Foto: https://hubud.kemenhub.go.id/
Mounture.com — Bagi pecinta alam, Gunung Gamkonora menjadi salah satu destinasi pendakian yang wajib masuk daftar kunjungan saat berada di Maluku Utara. Gunung berapi aktif ini menawarkan perpaduan antara petualangan, panorama alam yang memukau, serta jejak sejarah vulkanik yang panjang.
Dengan ketinggian 1.635 meter di atas permukaan laut (mdpl), Gunung Gamkonora merupakan gunung tertinggi di Pulau Halmahera. Dari puncaknya, pendaki dapat menikmati panorama laut, gugusan pulau-pulau kecil, hingga hamparan hutan tropis yang masih terjaga.
Gunung Gamkonora berada di Kecamatan Ibu, Kabupaten Halmahera Barat, Provinsi Maluku Utara.
Gunung ini menjadi salah satu gunung api aktif yang dipantau secara berkala karena memiliki sejarah letusan sejak ratusan tahun lalu.
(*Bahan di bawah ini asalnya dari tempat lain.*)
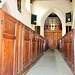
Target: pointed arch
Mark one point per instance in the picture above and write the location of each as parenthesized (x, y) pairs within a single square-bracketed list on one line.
[(59, 13)]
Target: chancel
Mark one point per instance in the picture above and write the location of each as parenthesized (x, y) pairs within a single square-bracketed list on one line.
[(37, 37)]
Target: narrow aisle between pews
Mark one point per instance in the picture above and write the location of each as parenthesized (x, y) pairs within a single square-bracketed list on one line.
[(51, 63)]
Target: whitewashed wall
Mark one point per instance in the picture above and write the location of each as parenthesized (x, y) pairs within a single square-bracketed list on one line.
[(43, 8)]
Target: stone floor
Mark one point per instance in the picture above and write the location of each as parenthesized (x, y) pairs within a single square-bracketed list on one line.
[(51, 63)]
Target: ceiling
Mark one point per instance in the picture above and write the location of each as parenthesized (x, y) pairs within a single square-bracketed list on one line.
[(44, 0)]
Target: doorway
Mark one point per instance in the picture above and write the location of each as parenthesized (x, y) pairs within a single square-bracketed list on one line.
[(52, 30)]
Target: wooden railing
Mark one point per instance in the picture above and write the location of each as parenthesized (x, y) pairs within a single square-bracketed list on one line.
[(20, 46), (68, 48)]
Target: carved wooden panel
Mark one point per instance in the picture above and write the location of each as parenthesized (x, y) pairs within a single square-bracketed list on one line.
[(8, 58), (9, 45), (55, 40), (69, 52), (59, 35), (26, 53), (52, 36), (9, 27), (33, 50)]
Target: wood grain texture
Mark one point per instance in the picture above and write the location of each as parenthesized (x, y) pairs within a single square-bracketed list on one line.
[(52, 36), (19, 45)]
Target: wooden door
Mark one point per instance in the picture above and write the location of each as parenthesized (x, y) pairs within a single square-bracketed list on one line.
[(51, 40), (26, 49), (55, 40), (9, 39), (52, 36)]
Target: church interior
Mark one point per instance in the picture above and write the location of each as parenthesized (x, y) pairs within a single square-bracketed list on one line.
[(37, 37)]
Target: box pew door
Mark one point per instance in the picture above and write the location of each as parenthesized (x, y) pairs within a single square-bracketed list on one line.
[(26, 49), (9, 45)]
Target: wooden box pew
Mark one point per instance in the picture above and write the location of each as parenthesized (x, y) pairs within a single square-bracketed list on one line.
[(26, 47), (59, 45), (68, 49), (33, 46), (38, 50), (69, 43), (19, 45), (10, 37), (63, 47), (41, 45)]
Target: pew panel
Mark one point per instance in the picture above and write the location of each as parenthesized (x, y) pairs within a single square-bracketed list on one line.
[(9, 39), (15, 46)]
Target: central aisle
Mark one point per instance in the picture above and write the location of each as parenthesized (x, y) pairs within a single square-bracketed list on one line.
[(51, 63)]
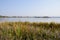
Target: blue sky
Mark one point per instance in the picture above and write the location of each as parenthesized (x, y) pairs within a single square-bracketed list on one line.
[(30, 7)]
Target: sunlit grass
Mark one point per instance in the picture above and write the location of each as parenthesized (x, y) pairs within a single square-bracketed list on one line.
[(29, 31)]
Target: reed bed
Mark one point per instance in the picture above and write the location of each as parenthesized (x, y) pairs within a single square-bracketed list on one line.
[(29, 31)]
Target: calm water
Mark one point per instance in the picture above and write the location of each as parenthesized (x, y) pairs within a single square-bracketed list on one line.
[(30, 19)]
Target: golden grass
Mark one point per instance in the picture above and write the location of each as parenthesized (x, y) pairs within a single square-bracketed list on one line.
[(29, 31)]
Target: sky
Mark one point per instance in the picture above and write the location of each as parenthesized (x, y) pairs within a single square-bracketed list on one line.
[(30, 7)]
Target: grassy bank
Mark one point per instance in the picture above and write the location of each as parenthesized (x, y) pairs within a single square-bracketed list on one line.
[(29, 31)]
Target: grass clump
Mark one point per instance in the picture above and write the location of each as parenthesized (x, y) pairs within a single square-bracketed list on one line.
[(29, 31)]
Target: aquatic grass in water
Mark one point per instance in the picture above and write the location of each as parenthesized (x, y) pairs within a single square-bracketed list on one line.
[(29, 31)]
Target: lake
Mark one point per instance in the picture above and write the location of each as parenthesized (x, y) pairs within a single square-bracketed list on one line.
[(30, 19)]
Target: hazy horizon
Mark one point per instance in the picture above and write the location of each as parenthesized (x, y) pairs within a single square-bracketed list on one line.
[(30, 7)]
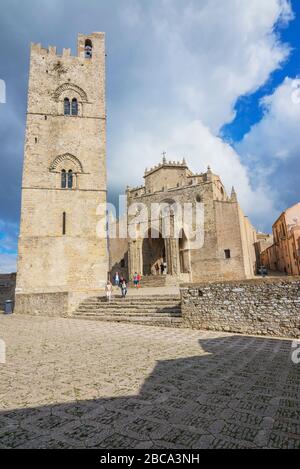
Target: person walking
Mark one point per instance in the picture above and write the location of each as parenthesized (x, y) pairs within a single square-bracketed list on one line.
[(108, 290), (117, 279), (124, 288)]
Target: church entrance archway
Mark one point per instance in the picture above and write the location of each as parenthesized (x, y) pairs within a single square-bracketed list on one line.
[(184, 254), (154, 254)]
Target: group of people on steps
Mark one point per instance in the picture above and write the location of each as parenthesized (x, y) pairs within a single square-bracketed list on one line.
[(120, 281)]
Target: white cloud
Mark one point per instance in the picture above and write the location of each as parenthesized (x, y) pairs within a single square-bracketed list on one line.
[(276, 137), (198, 59)]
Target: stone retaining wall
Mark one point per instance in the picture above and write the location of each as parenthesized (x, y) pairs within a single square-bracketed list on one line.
[(259, 307)]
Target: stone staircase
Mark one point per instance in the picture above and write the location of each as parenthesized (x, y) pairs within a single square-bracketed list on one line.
[(150, 281), (164, 310)]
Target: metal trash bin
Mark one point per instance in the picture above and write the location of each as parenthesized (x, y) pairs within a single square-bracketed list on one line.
[(8, 309)]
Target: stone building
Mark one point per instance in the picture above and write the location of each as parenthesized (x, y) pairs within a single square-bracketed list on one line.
[(61, 257), (284, 255), (228, 248), (7, 288)]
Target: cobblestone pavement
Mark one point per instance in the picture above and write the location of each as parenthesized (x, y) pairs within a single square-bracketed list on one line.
[(80, 384)]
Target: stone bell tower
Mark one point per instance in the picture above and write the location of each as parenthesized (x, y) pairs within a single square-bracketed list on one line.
[(61, 257)]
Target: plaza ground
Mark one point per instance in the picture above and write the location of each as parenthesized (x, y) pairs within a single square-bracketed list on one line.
[(70, 383)]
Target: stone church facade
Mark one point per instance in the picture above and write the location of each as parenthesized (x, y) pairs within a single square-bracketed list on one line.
[(228, 248), (61, 258)]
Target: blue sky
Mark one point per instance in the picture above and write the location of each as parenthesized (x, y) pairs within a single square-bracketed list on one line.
[(213, 81)]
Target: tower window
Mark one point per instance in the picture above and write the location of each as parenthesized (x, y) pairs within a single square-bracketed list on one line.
[(63, 179), (74, 107), (70, 179), (227, 253), (67, 108), (64, 223), (88, 47)]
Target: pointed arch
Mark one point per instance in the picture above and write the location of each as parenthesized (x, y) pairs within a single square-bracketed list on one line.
[(66, 157), (72, 87)]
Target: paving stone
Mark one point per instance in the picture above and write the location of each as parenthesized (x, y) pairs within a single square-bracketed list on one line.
[(71, 383)]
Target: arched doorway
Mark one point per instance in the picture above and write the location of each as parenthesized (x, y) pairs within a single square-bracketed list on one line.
[(184, 254), (154, 254)]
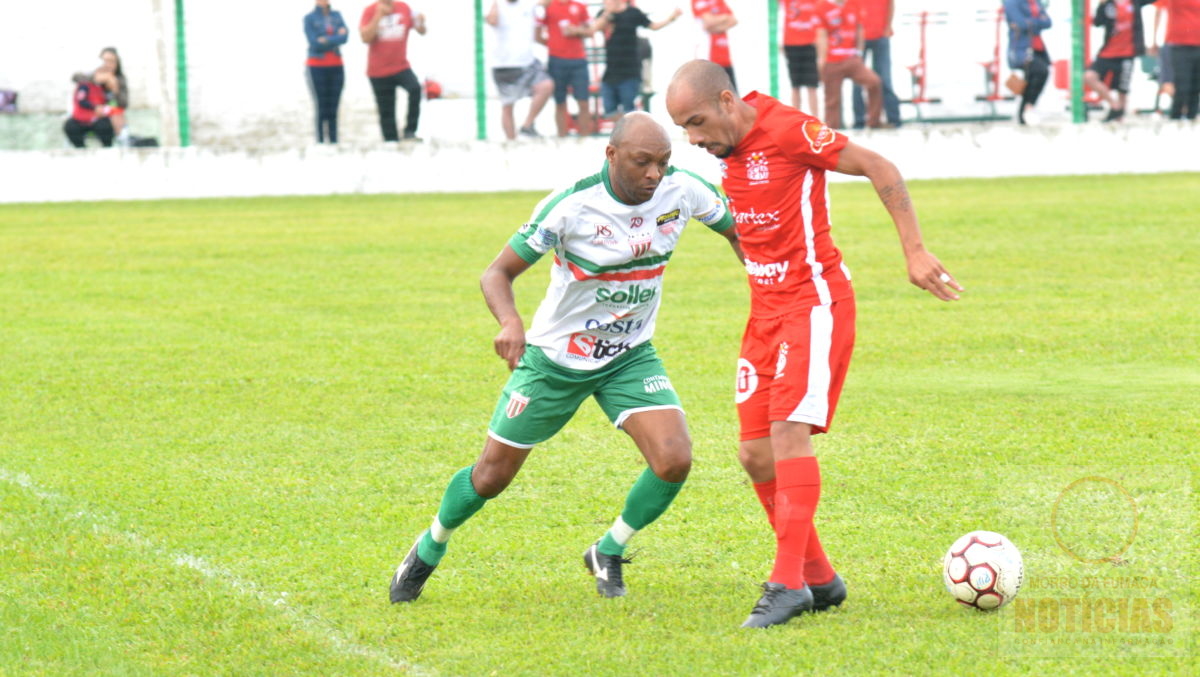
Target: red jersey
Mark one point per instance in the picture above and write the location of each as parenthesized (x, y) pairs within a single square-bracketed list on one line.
[(1183, 22), (841, 24), (801, 23), (89, 102), (1120, 45), (718, 42), (388, 54), (775, 180), (875, 18), (559, 15)]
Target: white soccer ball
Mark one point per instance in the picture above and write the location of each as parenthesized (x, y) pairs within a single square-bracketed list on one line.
[(983, 570)]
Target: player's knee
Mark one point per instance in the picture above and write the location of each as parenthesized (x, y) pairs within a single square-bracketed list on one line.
[(490, 479), (673, 462)]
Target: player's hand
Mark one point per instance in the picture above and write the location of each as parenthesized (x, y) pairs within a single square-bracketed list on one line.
[(929, 274), (510, 345)]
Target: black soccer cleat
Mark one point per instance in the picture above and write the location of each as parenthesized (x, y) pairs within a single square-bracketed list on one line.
[(411, 576), (829, 594), (778, 605), (606, 568)]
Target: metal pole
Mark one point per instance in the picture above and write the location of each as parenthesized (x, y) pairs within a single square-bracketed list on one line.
[(1078, 25), (480, 101), (773, 45), (185, 132)]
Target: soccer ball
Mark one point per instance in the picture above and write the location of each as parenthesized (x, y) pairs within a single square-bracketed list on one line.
[(984, 570)]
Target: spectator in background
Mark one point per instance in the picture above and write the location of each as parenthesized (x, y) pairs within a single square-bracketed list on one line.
[(89, 113), (714, 19), (516, 71), (1026, 49), (623, 65), (1164, 73), (111, 77), (841, 23), (1183, 36), (801, 48), (1123, 39), (385, 27), (877, 43), (325, 31), (567, 25)]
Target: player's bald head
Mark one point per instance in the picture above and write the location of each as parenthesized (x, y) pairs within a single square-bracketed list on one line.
[(700, 81), (637, 129)]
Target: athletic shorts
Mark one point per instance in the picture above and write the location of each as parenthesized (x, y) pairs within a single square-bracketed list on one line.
[(1114, 72), (541, 396), (570, 73), (792, 367), (515, 84), (802, 65)]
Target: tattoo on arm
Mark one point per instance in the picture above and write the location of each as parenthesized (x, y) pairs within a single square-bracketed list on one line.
[(895, 197)]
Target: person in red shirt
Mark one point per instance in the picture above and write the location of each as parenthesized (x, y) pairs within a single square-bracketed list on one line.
[(565, 27), (841, 23), (798, 340), (877, 46), (385, 27), (715, 18), (1183, 36), (89, 113), (1113, 69), (801, 49)]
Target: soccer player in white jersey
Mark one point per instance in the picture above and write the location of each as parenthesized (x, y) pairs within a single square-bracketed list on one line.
[(611, 235)]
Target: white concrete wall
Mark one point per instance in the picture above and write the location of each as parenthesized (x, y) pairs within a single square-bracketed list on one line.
[(919, 151), (246, 61)]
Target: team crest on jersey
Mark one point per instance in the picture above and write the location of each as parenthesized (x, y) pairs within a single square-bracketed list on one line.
[(517, 403), (640, 246), (819, 135), (747, 382), (756, 167)]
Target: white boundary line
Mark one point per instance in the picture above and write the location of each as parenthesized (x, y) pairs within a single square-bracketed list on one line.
[(301, 618)]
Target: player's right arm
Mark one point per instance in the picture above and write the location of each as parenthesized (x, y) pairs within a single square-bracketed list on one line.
[(497, 286)]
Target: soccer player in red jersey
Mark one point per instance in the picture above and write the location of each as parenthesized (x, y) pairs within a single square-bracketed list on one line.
[(797, 343), (1113, 69)]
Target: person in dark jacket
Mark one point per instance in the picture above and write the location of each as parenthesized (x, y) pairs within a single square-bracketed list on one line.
[(1123, 40), (1026, 49), (325, 31)]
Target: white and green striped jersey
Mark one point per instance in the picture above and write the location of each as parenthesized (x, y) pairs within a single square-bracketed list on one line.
[(606, 282)]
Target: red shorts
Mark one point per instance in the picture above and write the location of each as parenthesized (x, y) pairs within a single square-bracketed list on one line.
[(792, 367)]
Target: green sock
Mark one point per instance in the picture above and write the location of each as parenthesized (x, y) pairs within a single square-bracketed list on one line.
[(459, 503), (648, 499)]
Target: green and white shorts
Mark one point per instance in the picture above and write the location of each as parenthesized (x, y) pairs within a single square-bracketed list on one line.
[(541, 396)]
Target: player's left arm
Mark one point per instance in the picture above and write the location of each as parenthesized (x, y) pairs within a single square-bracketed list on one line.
[(924, 269)]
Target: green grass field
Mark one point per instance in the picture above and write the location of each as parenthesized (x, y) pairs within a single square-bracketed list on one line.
[(223, 421)]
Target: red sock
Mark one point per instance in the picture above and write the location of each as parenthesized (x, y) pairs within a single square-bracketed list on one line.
[(817, 570), (766, 492), (797, 490)]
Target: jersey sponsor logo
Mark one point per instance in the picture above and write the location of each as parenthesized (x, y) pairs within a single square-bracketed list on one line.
[(657, 383), (516, 405), (760, 220), (819, 135), (633, 294), (615, 327), (757, 167), (640, 246), (747, 381), (767, 273), (587, 346)]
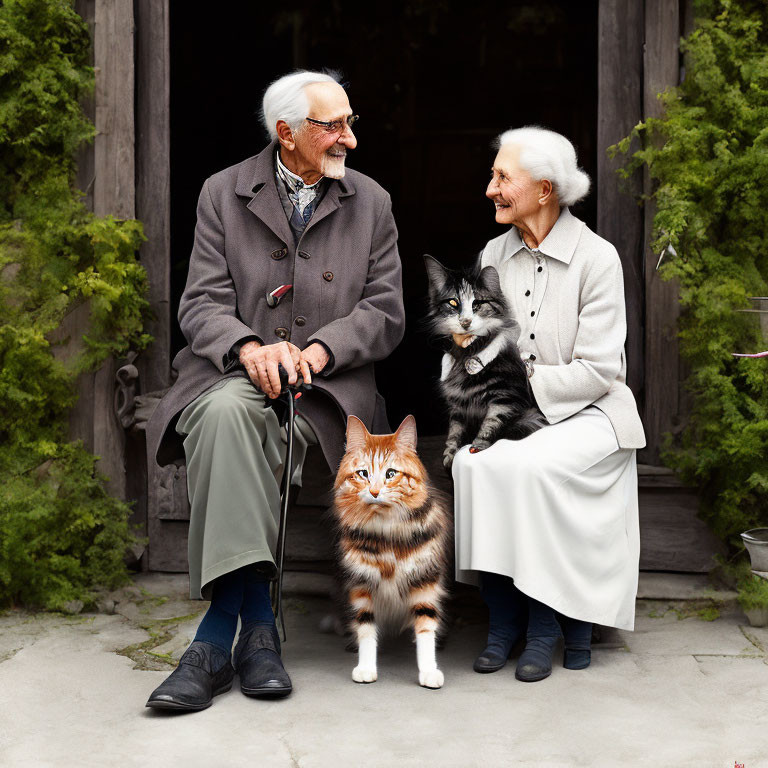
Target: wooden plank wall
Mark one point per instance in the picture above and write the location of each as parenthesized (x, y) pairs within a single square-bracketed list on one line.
[(153, 182), (662, 366), (106, 173), (166, 488), (620, 104)]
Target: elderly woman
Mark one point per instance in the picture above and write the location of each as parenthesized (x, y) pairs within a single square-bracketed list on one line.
[(548, 525)]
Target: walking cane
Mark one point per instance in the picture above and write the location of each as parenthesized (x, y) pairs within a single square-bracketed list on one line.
[(291, 394)]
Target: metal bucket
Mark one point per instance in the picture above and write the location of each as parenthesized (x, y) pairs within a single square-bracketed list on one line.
[(756, 542)]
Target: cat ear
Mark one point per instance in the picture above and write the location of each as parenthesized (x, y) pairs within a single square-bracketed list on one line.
[(436, 273), (356, 433), (406, 433), (489, 279)]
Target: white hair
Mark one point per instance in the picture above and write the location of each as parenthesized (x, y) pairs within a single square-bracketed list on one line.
[(549, 155), (285, 99)]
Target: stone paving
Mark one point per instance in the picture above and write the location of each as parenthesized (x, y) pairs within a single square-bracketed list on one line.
[(688, 688)]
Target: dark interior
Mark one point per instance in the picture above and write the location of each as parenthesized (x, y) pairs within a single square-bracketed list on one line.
[(433, 82)]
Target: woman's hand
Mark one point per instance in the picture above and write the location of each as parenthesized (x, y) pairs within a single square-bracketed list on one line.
[(313, 359)]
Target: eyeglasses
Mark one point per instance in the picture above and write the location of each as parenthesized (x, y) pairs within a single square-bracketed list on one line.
[(335, 126)]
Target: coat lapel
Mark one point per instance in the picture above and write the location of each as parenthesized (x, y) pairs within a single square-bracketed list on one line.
[(256, 180), (332, 200)]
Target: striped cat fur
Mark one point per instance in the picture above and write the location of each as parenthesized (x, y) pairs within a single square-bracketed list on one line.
[(484, 381), (393, 533)]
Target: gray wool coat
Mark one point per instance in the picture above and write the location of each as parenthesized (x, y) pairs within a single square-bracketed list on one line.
[(347, 294)]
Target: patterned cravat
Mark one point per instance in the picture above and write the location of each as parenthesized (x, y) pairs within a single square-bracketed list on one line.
[(300, 194)]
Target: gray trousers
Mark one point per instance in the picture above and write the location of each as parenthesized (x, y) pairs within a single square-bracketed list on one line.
[(235, 452)]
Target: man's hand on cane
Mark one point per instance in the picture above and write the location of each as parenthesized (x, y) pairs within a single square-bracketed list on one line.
[(261, 364)]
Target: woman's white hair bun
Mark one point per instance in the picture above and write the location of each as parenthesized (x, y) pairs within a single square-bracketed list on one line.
[(549, 155)]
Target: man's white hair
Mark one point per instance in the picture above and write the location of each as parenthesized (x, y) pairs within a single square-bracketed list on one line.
[(285, 99), (549, 155)]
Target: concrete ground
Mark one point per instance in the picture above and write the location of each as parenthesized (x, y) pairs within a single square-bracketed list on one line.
[(688, 688)]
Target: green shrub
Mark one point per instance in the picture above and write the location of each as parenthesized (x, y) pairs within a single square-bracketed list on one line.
[(60, 532), (708, 159)]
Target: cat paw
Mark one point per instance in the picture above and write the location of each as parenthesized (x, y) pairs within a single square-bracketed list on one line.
[(364, 675), (431, 678)]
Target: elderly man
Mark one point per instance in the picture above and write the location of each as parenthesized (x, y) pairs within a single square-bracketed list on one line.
[(294, 263)]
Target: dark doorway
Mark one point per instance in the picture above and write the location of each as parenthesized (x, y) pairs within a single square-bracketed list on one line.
[(434, 83)]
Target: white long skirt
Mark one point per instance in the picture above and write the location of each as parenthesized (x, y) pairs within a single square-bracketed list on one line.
[(558, 513)]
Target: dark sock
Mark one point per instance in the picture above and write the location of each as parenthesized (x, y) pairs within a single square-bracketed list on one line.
[(543, 634), (220, 621), (507, 612), (578, 642), (256, 607)]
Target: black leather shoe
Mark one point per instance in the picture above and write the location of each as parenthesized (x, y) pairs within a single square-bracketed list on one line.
[(258, 662), (495, 655), (535, 662), (204, 671)]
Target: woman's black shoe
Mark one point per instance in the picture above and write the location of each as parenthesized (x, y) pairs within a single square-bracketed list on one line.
[(578, 642), (535, 662), (258, 662), (495, 655), (204, 671)]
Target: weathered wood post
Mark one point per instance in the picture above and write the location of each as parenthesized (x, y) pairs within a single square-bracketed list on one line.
[(661, 402), (106, 173), (619, 109)]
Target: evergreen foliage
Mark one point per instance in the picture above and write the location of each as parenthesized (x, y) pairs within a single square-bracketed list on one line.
[(708, 157), (60, 531)]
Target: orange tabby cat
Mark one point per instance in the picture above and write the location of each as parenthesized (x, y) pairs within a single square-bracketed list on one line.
[(393, 534)]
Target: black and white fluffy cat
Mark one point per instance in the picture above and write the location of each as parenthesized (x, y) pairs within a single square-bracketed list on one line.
[(483, 380)]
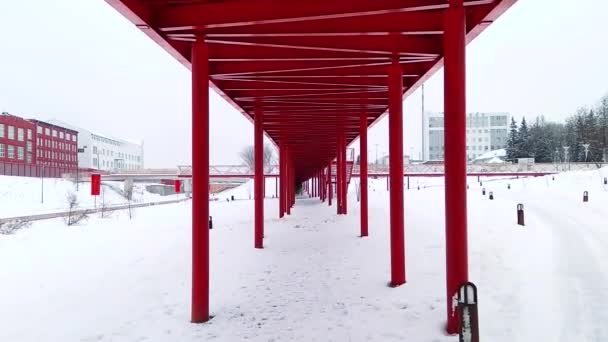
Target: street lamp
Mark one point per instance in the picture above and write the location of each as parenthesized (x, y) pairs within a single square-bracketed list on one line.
[(586, 146), (566, 160)]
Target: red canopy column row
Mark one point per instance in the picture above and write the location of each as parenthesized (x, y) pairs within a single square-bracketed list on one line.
[(455, 157)]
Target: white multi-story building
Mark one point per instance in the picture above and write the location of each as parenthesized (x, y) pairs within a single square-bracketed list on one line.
[(102, 152), (485, 132)]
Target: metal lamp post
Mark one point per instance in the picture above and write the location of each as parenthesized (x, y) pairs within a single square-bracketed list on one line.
[(586, 147)]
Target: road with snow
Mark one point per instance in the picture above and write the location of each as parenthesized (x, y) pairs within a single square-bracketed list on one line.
[(116, 279)]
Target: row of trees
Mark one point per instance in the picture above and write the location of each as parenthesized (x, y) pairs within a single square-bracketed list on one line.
[(545, 141)]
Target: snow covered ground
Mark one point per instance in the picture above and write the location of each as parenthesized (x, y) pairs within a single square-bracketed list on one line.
[(23, 195), (119, 280)]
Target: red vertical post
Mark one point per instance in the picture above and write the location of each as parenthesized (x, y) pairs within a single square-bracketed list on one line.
[(395, 133), (455, 157), (200, 181), (288, 184), (338, 177), (330, 187), (363, 171), (344, 178), (258, 181), (281, 179)]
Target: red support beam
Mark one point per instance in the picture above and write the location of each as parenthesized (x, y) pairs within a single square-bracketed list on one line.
[(282, 179), (287, 182), (344, 178), (455, 157), (395, 133), (259, 178), (330, 186), (200, 181), (339, 177), (363, 172)]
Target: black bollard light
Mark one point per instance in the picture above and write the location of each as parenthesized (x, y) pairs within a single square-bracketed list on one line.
[(520, 214), (468, 312)]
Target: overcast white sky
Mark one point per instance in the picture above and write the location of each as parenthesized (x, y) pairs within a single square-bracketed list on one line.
[(81, 62)]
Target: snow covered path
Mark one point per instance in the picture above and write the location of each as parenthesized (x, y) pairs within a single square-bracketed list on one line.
[(316, 280)]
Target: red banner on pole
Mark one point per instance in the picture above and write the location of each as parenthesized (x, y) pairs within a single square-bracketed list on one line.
[(95, 184)]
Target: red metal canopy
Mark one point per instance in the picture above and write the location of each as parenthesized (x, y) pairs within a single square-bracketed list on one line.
[(312, 67)]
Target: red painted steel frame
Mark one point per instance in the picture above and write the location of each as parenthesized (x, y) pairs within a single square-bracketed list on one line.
[(455, 157), (200, 182), (330, 186), (343, 177), (258, 143), (282, 180), (363, 171), (313, 66), (395, 132)]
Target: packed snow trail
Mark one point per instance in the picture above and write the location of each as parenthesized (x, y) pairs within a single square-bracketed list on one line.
[(117, 279)]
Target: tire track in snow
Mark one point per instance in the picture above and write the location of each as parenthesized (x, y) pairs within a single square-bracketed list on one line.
[(578, 272)]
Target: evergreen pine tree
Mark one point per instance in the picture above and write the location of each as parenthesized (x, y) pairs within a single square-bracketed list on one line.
[(512, 141)]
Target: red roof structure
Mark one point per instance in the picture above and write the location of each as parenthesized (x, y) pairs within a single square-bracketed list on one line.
[(316, 74)]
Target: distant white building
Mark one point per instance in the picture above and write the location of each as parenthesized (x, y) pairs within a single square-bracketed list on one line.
[(102, 152), (485, 132)]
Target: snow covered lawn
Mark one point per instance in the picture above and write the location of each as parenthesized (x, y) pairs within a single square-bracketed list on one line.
[(316, 280)]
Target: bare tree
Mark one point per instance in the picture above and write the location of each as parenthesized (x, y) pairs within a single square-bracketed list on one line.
[(8, 228), (248, 157)]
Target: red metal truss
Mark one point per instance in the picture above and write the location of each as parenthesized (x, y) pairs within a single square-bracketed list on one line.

Meski demikian, keindahan alam yang dimilikinya tetap menjadi daya tarik bagi para pendaki dan wisatawan.
BACA JUGA: Pesona TWA Gunung Permisan Bangka Selatan, Surga Trekking Hutan dengan Panorama Bukit Nenek
Pendakian menuju puncak Gunung Gamkonora umumnya dimulai dari Kampung Gamsungi, Kecamatan Ibu, Halmahera Barat.
Dari titik awal pendakian, perjalanan menuju kawah membutuhkan waktu sekitar 4 jam, tergantung kondisi cuaca dan kemampuan fisik masing-masing pendaki.
Jalur pendakian didominasi kawasan hutan tropis yang masih alami dengan udara yang sejuk serta vegetasi yang lebat.
Bagi pendaki yang ingin bermalam, terdapat dua lokasi yang umum digunakan untuk mendirikan tenda, yaitu Paseba, berada di kawasan Hutan Glagah (Kaso) pada ketinggian sekitar 1.100 mdpl, atau area kawah bagian utara, yang juga menjadi lokasi berkemah favorit saat kondisi cuaca memungkinkan.
Namun, saat musim hujan, pendaki perlu memperhatikan kondisi kawasan kawah karena sering muncul genangan air di dasar kawah maupun di sela-sela bebatuan.
Salah satu keunikan Gunung Gamkonora adalah keberadaan kawah aktif di puncaknya. Pendaki dapat menyaksikan kepulan uap belerang yang keluar dari kawah sebagai tanda aktivitas vulkanik yang masih berlangsung.
Karena itu, wisatawan disarankan selalu mengikuti informasi dari pihak berwenang mengenai status aktivitas gunung sebelum melakukan pendakian.
BACA JUGA: Jadwal Penutupan Pendakian Gunung Arjuno Welirang pada Juli–Agustus 2026
Sesampainya di puncak, seluruh rasa lelah akan terbayar dengan panorama alam yang luar biasa. Dari ketinggian Gunung Gamkonora, pendaki dapat menikmati hamparan Laut Halmahera, gugusan pulau-pulau kecil di sekitarnya, hutan tropis yang membentang luas, dan lanskap pegunungan Maluku Utara.
Perpaduan warna biru laut dan hijau hutan menciptakan pemandangan yang menjadi daya tarik utama gunung ini.
Gunung Gamkonora juga dikenal sebagai salah satu lokasi terbaik untuk menikmati matahari terbit maupun matahari terbenam di Halmahera.
Saat cuaca cerah, langit berwarna jingga keemasan berpadu dengan siluet pegunungan dan laut yang membentang luas, menciptakan panorama yang sangat menarik bagi fotografer maupun pencinta alam.
Selain panorama alamnya, Gunung Gamkonora juga memiliki kekayaan biodiversitas yang tinggi.
Kawasan hutan di lereng gunung menjadi habitat berbagai flora tropis dan satwa khas Maluku, termasuk beberapa jenis burung endemik yang masih dapat dijumpai selama perjalanan menuju puncak.
Suasana hutan yang masih alami membuat pengalaman mendaki terasa semakin berkesan.
Di balik keindahannya, Gunung Gamkonora memiliki sejarah aktivitas vulkanik yang panjang.
Catatan sejarah menyebutkan gunung ini telah mengalami beberapa kali erupsi sejak abad ke-16. Salah satu letusan yang paling dikenal terjadi pada 2007, ketika aktivitas vulkanik meningkat dan menyebabkan ribuan warga di sekitar lereng gunung harus dievakuasi.
Karena merupakan gunung api aktif, setiap pendaki wajib memastikan status aktivitas Gunung Gamkonora melalui informasi resmi sebelum merencanakan pendakian.